Wiki education: Schools should take "open source" approach to ICT, says Naace

ICT education association wants taught ICT to follow Linux and Firefox traditions

Chair of ICT education association Naace, Miles Berry, has put out a call to ICT educators to use the removal of a national teaching framework as an opportunity to build an "open source, wiki curriculum".

Speaking at the Westminster Education Forum this week, Berry said that by looking at the way open source software companies are run, it's possible to "see what we can learn and apply to the curriculum".

Berry described the "free" nature of the open source movement being applicable to education, not just in the potential offered by sharing resources at no cost between institutions, but also in following the "free speech" aspect of the movement.
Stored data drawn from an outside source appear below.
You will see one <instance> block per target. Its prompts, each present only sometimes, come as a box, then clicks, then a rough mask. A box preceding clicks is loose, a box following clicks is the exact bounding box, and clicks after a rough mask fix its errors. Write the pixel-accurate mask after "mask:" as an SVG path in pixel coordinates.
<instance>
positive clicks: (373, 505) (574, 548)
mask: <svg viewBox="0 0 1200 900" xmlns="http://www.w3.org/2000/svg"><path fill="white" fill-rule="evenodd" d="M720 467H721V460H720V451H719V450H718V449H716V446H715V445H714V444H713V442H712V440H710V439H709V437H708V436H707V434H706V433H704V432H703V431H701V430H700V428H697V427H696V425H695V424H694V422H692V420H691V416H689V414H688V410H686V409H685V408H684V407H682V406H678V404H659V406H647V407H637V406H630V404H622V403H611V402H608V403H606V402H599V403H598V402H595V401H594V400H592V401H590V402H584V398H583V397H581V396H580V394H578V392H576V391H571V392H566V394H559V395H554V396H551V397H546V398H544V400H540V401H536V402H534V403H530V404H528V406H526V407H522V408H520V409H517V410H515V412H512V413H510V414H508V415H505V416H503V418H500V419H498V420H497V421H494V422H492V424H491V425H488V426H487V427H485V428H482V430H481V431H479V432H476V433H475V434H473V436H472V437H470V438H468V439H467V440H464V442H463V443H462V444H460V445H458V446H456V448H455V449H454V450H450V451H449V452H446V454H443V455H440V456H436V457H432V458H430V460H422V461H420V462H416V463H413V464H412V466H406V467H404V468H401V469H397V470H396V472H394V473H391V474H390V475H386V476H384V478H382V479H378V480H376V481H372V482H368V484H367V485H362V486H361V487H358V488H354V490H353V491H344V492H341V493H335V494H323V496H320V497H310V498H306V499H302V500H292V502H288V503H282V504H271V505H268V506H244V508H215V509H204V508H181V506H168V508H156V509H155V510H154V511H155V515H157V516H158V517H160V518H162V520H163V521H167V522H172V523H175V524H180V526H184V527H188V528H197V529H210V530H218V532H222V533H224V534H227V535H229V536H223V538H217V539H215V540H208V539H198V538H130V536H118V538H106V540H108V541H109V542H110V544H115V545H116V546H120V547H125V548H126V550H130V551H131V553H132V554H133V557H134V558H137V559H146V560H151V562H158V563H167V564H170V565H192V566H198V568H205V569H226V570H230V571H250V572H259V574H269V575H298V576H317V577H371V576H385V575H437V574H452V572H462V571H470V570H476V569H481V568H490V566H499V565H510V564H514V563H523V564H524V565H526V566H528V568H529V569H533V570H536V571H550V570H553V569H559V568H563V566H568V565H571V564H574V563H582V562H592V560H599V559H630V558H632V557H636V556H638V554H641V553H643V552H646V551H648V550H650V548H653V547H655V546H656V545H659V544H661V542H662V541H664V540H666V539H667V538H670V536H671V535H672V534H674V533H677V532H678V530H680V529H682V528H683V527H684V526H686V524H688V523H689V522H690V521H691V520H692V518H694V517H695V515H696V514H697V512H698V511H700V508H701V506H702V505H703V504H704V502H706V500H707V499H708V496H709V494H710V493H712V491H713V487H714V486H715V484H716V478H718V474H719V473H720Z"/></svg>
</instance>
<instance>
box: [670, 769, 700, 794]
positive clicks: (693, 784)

"That's where the current two-year period of disapplication takes us to," said Berry. "We have the freedom to start making what we want this to be ourselves, rather than simply downloading something and teaching it.

"Think, if you will, that this could be recipes, rather than going straight to the meal."

Berry went on to say how the most important aspect of such a self-governed curriculum was in "tweaking" what the government had provided in previous years, but with the new ability to "change it and adapt it".

Berry cited essay The Cathedral and the Bazaar by open source spokesman and author of the New Hacker's Dictionary Eric Raymond, which compares two approaches to the structure of software. Berry argued that a rigid, unchanging architecture versus a freeflowing, adaptable and collaborative build was a perfect representation of the past and a possible future for A-level ICT teaching structure.

"In the bazaar," said Berry, "people can bring whatever they want into it, into this big, wide-open space and choose from that what they want to use. So we have something which I think is a little more relevant and agile.

"It's lots of bits that fit together, so it's not just one big monolith, but parts of a curriculum. So for instance, take Naace's ICT framework, and take the bits of that that appeal to you."

When questioned on the often chaotic nature of market shopping - and thus, by his own estimation, open source software - Berry responded that open source's success stories float naturally to the top.

"A reason that significant products succeed on Sourceforge and others don't is because they work," he said. "People will come to you if they know there are things there that work. Teachers are not stupid, and children are certainly not stupid."